Among the 518 patients with luminal B-like breast cancer, 17.95% were categorized as low RS, 54.44% as intermediate RS and 27.61% as high RS (Table IV). In the group of patients with luminal B-like subtype breast cancer, adjuvant chemotherapy was recommended for 93.01% of patients in the high-risk RS category, whereas adjuvant chemotherapy was recommended for only 27.96% of patients in the low-risk RS category (Fig. 2). In addition to age, CCI score, tumor size, lymph node status, tumor grade and Ki-67 expression, RS was also associated with chemotherapy recommendation upon univariate analysis (Table IV). Belonging to the high-risk RS category was an important independent influencing factor for chemotherapy decision compared with belonging to the low risk RS category (OR, 57.20: 95% CI, 22.42–145.96; P<0.001).

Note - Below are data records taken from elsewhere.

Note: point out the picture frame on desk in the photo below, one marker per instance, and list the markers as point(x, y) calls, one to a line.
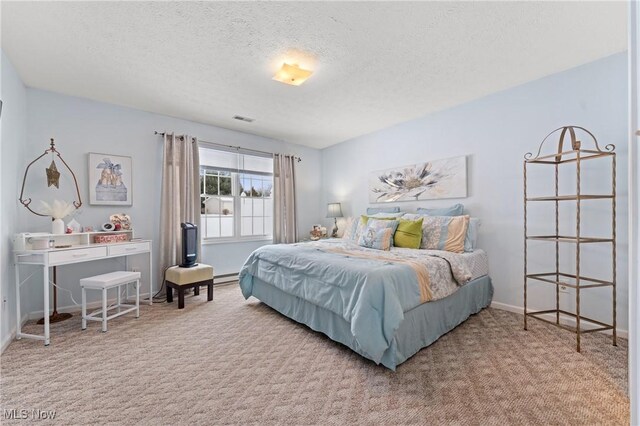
point(110, 179)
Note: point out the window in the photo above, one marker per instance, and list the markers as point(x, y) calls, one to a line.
point(236, 195)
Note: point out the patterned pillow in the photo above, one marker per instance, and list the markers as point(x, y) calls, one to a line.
point(365, 221)
point(350, 229)
point(376, 238)
point(374, 210)
point(386, 215)
point(444, 233)
point(454, 210)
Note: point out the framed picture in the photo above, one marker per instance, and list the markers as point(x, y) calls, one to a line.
point(445, 178)
point(110, 180)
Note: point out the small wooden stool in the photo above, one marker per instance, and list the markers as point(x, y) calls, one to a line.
point(181, 279)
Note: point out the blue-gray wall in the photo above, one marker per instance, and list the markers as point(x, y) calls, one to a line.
point(81, 126)
point(495, 132)
point(12, 141)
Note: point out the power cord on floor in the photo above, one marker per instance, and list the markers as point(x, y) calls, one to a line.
point(164, 279)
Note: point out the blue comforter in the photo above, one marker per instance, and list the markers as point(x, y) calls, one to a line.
point(371, 294)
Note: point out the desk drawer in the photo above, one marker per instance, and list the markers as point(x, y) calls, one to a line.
point(78, 255)
point(131, 248)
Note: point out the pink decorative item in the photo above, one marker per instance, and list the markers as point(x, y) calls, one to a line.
point(110, 238)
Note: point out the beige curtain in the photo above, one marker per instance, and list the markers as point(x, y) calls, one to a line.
point(180, 200)
point(285, 228)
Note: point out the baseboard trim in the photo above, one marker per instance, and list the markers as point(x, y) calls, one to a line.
point(564, 320)
point(12, 336)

The association between clinicopathological features and chemotherapy recommendation stratified by lymph node status was further analyzed (Tables SIII and SIV). Among lymph node-negative patients, chemotherapy was recommended for 91.60% in the high-risk RS category, whereas the percentage rose to 97.44% for patients with node-positive breast cancer (Fig. S2). Lower CCI score, higher Ki-67 level and higher risk RS category were independent factors that influenced chemotherapy recommendation for both node-negative and node-positive patients according to multivariate analyses, whereas higher tumor grade and lower PR level were associated with chemotherapy recommendation only in node-negative patients (Tables SIII and SIV). The high risk RS category was found to be impact factor with highest OR value for node-negative (OR, 84.04; 95% CI, 31.11–227.05; P<0.001) and node-positive patients (OR, 20.83; 95% CI, 2.06–210.59; P=0.002).

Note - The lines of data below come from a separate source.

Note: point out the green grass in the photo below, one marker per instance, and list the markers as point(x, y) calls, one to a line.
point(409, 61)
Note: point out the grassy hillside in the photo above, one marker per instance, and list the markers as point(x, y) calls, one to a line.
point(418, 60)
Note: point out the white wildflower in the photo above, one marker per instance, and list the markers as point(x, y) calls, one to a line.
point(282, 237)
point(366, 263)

A total of 15 patients with breast cancer with luminal A-like subtype tumors were identified to have a high RS (5.91%), whereas 93 patients with the luminal B-like subtype were identified to have a low RS (17.95%). Chemotherapy was recommended for 93.33% (14/15) of patients with luminal A-like subtype breast cancer and a high RS, and for 27.96% (26/93) of patients with luminal B-like subtype breast cancer and a low RS. For these 108 patients, age (P=0.026), CCI score (P=0.003), lymph node status (P<0.001), luminal subtypes (P<0.001) and RS category (P<0.001) were associated with chemotherapy decision according to the univariate analysis (Table V). In the multivariate analysis, lymph node involvement (OR, 55.04; 95% CI, 9.07–333.89; P<0.001), lower CCI (≥3 vs. 0; OR, 0.90; 95% CI, 0.05–16.43; P=0.034) and the high RS category (OR, 134.52; 95% CI, 10.39–1741.89; P<0.001) were found to be independently associated with chemotherapy recommendation (Table VI).